For all of this is the afterlife of dead things. One of them
is Brexit itself. When did Brextinction occur? On 24 June 2016. The project was
driven by decades of camped-up mendacity about the tyranny of the EU, and sold
in the referendum as a fantasy of national liberation. It simply could not
survive contact with reality. It died the moment it became real. You cannot
free yourself from imaginary oppression. Even if May were a political genius –
and let us concede that she is not – Brexit was always going to come down to a
choice between two evils: the heroic but catastrophic failure of crashing out;
or the unheroic but less damaging failure of swapping first-class for
second-class EU membership. These are the real afterlives of a departed
reverie.
If the choice between shooting oneself in the head or in the
foot is the answer to Britain’s long-term problems, surely the wrong question
is being asked. It is becoming ever clearer that Brexit is not about its
ostensible subject: Britain’s relationship with the EU. The very word Brexit contains
a literally unspoken truth. It does not include or even allude to Europe. It is
British exit that is the point, not what it is exiting from. The tautologous
slogan Leave Means Leave is similarly (if unintentionally) honest: the meaning
is in the leaving, not in what is being left or how.

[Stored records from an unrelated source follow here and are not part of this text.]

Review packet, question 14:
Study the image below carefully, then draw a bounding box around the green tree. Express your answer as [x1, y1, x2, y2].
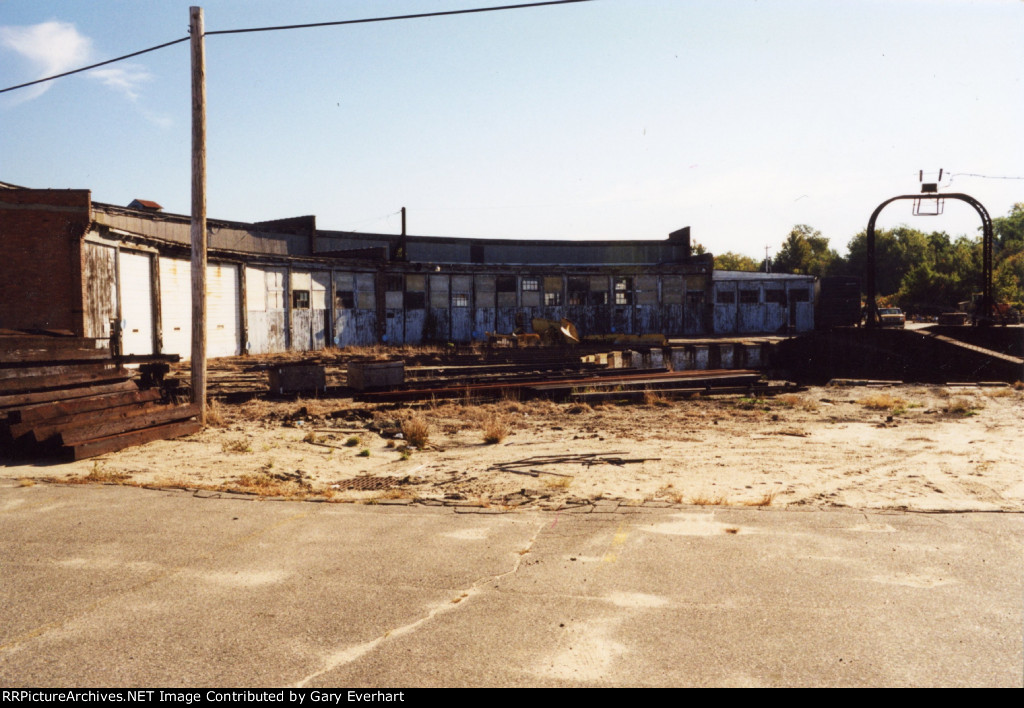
[714, 251, 760, 272]
[771, 225, 838, 276]
[992, 202, 1024, 248]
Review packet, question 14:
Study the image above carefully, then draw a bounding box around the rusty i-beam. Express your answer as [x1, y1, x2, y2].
[865, 191, 993, 328]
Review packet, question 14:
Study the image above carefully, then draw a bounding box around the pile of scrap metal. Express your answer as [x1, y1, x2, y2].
[487, 317, 580, 348]
[0, 331, 200, 461]
[488, 316, 666, 348]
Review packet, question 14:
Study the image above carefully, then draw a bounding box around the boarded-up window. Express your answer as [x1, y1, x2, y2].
[475, 275, 495, 308]
[429, 274, 449, 308]
[405, 274, 426, 292]
[589, 276, 608, 292]
[662, 276, 683, 305]
[311, 272, 328, 309]
[568, 277, 587, 305]
[356, 273, 375, 310]
[385, 274, 404, 292]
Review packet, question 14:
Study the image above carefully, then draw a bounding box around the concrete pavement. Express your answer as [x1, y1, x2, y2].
[1, 481, 1020, 687]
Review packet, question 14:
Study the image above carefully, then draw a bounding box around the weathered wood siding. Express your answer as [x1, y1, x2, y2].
[83, 242, 117, 341]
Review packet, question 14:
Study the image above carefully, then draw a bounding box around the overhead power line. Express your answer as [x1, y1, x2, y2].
[0, 0, 594, 95]
[0, 37, 189, 95]
[205, 0, 595, 35]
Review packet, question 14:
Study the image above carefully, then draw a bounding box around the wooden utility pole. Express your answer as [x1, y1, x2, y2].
[190, 6, 207, 423]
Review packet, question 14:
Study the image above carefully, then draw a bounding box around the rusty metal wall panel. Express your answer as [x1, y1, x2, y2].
[713, 305, 737, 333]
[118, 250, 154, 356]
[684, 303, 704, 335]
[83, 242, 117, 340]
[385, 310, 405, 345]
[355, 308, 377, 345]
[426, 308, 450, 342]
[636, 305, 660, 334]
[765, 303, 786, 332]
[207, 262, 241, 358]
[496, 308, 517, 335]
[334, 309, 358, 347]
[795, 302, 814, 331]
[738, 304, 765, 332]
[612, 306, 633, 334]
[474, 308, 495, 339]
[664, 304, 685, 336]
[404, 308, 425, 343]
[451, 306, 473, 342]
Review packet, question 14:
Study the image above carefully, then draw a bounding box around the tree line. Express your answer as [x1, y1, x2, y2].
[711, 203, 1024, 313]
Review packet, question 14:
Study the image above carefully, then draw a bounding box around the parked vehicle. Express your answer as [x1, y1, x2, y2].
[878, 307, 906, 328]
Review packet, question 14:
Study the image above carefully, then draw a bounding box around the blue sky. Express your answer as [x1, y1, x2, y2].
[2, 0, 1021, 259]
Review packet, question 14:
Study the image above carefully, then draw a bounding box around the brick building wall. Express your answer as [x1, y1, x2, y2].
[0, 189, 91, 334]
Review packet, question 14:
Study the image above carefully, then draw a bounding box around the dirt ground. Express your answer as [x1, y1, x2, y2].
[4, 382, 1022, 513]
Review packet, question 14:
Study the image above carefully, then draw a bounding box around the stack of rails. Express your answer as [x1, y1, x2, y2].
[356, 368, 772, 404]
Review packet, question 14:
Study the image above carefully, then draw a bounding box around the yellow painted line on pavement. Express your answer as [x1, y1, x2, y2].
[601, 521, 630, 564]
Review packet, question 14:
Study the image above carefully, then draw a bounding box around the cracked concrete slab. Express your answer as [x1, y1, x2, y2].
[0, 484, 1020, 687]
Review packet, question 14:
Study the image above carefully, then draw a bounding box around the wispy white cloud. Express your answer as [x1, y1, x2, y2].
[1, 21, 171, 127]
[88, 63, 152, 102]
[0, 21, 92, 102]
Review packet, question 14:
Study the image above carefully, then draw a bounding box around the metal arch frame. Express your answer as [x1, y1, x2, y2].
[864, 192, 993, 327]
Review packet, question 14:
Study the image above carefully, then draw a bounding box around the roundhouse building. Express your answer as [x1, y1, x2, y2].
[1, 183, 815, 358]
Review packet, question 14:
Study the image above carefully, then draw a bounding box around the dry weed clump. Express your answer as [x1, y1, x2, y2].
[221, 437, 253, 454]
[687, 492, 729, 506]
[228, 473, 306, 498]
[643, 389, 671, 407]
[70, 463, 132, 485]
[775, 394, 819, 412]
[401, 416, 431, 448]
[857, 393, 906, 411]
[983, 387, 1014, 398]
[543, 475, 572, 490]
[740, 490, 778, 507]
[1013, 381, 1024, 391]
[481, 415, 511, 444]
[945, 398, 981, 416]
[206, 398, 228, 427]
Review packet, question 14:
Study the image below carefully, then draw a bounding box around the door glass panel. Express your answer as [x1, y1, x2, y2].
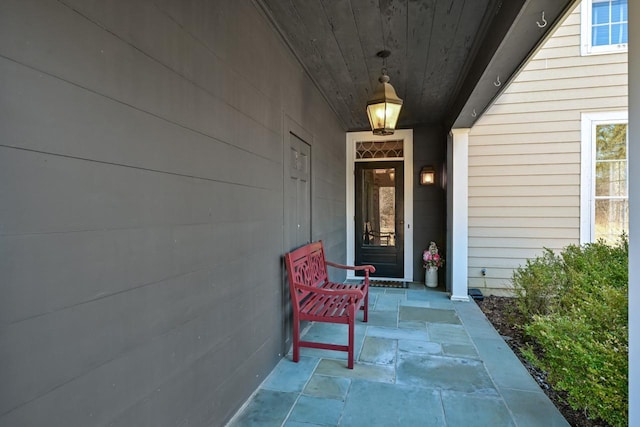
[361, 168, 396, 247]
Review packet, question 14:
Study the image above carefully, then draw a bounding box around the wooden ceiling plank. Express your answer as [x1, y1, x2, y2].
[257, 0, 577, 131]
[290, 0, 363, 126]
[432, 0, 491, 112]
[262, 0, 357, 127]
[349, 0, 387, 99]
[403, 0, 437, 125]
[319, 0, 373, 123]
[377, 0, 408, 100]
[417, 0, 466, 122]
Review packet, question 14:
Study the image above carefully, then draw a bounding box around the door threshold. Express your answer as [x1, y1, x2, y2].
[346, 277, 407, 283]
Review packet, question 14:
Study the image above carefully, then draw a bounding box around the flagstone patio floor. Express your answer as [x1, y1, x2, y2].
[227, 283, 569, 427]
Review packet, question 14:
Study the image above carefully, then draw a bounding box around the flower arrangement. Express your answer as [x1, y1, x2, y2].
[423, 241, 444, 269]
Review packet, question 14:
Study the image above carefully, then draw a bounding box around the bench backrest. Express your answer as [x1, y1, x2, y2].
[284, 241, 329, 309]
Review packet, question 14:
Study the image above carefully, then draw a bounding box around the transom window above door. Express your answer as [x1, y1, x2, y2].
[355, 140, 403, 159]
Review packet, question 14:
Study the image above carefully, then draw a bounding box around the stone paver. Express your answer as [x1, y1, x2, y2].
[303, 375, 351, 400]
[227, 285, 569, 427]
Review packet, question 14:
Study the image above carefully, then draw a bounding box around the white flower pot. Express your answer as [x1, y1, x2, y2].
[425, 267, 438, 288]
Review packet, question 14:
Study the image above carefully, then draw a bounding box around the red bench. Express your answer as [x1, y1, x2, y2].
[284, 241, 375, 369]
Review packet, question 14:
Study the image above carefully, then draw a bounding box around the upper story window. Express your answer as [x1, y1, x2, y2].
[581, 0, 628, 55]
[581, 112, 629, 245]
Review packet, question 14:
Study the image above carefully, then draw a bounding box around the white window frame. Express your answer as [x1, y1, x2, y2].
[580, 111, 628, 244]
[581, 0, 628, 56]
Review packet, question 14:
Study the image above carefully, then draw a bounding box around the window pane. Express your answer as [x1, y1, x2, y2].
[361, 168, 396, 247]
[591, 0, 627, 47]
[592, 119, 628, 244]
[596, 124, 627, 160]
[595, 199, 628, 244]
[378, 186, 396, 246]
[611, 0, 627, 21]
[611, 23, 628, 44]
[595, 160, 627, 197]
[592, 25, 609, 46]
[592, 1, 610, 24]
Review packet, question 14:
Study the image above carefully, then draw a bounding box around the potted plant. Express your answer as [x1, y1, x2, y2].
[423, 242, 444, 287]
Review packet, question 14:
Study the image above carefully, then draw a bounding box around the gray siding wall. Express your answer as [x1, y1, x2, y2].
[412, 126, 447, 282]
[0, 1, 345, 426]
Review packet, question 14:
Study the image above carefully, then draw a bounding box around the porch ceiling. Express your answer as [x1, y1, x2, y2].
[255, 0, 578, 131]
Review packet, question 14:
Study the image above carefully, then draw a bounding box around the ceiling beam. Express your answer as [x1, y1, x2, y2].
[448, 0, 580, 129]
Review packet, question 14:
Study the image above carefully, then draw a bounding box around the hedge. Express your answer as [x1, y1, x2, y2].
[512, 236, 628, 426]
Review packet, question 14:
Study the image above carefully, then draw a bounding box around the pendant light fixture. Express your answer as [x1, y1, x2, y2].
[366, 50, 403, 135]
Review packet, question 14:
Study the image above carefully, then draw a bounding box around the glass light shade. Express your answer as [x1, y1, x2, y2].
[366, 73, 403, 135]
[420, 166, 435, 185]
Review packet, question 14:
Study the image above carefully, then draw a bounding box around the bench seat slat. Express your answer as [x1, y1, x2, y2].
[302, 295, 351, 318]
[302, 296, 340, 317]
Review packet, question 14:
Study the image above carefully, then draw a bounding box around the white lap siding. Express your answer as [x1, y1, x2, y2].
[467, 4, 628, 295]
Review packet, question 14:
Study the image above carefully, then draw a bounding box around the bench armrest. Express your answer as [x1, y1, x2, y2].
[325, 260, 376, 274]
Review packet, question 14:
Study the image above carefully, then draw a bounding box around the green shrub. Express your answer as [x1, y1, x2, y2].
[512, 236, 628, 426]
[511, 248, 566, 319]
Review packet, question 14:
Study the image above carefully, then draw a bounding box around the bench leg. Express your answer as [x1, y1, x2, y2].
[363, 291, 369, 322]
[292, 317, 300, 363]
[348, 308, 355, 369]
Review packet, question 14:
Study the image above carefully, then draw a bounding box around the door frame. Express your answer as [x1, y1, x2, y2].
[346, 129, 414, 281]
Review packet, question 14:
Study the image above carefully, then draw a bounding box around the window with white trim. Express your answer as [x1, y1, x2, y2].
[581, 112, 628, 244]
[581, 0, 628, 55]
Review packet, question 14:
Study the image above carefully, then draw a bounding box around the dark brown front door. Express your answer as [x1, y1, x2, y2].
[355, 161, 404, 278]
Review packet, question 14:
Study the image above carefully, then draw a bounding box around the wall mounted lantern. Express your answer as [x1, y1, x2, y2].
[419, 166, 436, 185]
[366, 50, 403, 135]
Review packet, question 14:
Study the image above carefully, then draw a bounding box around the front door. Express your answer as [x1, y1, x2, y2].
[355, 161, 404, 277]
[283, 131, 311, 352]
[285, 133, 311, 250]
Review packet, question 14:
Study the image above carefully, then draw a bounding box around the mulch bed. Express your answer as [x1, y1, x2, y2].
[476, 296, 610, 427]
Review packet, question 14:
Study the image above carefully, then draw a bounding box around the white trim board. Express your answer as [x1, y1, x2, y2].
[449, 129, 470, 302]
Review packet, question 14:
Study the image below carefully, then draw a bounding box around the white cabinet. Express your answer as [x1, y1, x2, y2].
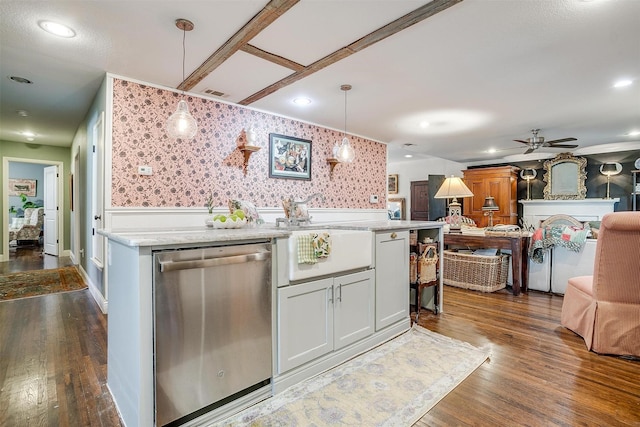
[375, 230, 410, 331]
[277, 269, 374, 373]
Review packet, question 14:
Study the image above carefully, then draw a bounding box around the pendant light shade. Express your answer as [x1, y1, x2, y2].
[336, 136, 355, 163]
[336, 84, 355, 163]
[166, 19, 197, 140]
[166, 100, 197, 139]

Paradoxically, this drama of departure has really served
only to displace a crisis of belonging. Brexit plays out a conflict between
Them and Us, but it is surely obvious after this week that the problem is not
with Them on the continent. It’s with the British Us, the unravelling of an
imagined community. The visible collapse of the Westminster polity this week
may be a result of Brexit, but Brexit itself is the result of the invisible
subsidence of the political order over recent decades.
It may seem strange to call this slow collapse invisible
since so much of it is obvious: the deep uncertainties about the union after
the Good Friday agreement of 1998 and the establishment of the Scottish
parliament the following year; the consequent rise of English nationalism; the
profound regional inequalities within England itself; the generational
divergence of values and aspirations; the undermining of the welfare state and
its promise of shared citizenship; the contempt for the poor and vulnerable expressed
through austerity; the rise of a sensationally self-indulgent and clownish
ruling class. But the collective effects of these interrelated developments do
seem to have been barely visible within the political mainstream until David
Cameron accidentally took the lid off by calling a referendum and asking people
to endorse the status quo.
What we see with the lid off and the fog of fantasies at
last beginning to dissipate is the truth that Brexit is much less about
Britain’s relationship with the EU than it is about Britain’s relationship with
itself. It is the projection outwards of an inner turmoil. An archaic political
system had carried on even while its foundations in a collective sense of
belonging were crumbling. Brexit in one way alone has done a real service: it
has forced the old system to play out its death throes in public. The spectacle
is ugly, but at least it shows that a fissiparous four-nation state cannot be
governed without radical social and constitutional change.
European leaders have continually expressed exasperation
that the British have really been negotiating not with them, but with each
other. But perhaps it is time to recognise that there is a useful truth in
this: Brexit is really just the vehicle that has delivered a fraught state to a
place where it can no longer pretend to be a settled and functioning democracy.
Brexit’s work is done – everyone can now see that the Westminster dodo is dead.
It is time to move on from the pretence that the problem with British democracy
is the EU and to recognise that it is with itself. After Brextinction there
must be a whole new political ecosystem. Drop the dead dodo, end the mad race
for a meaningless prize, and start talking about who you want to be.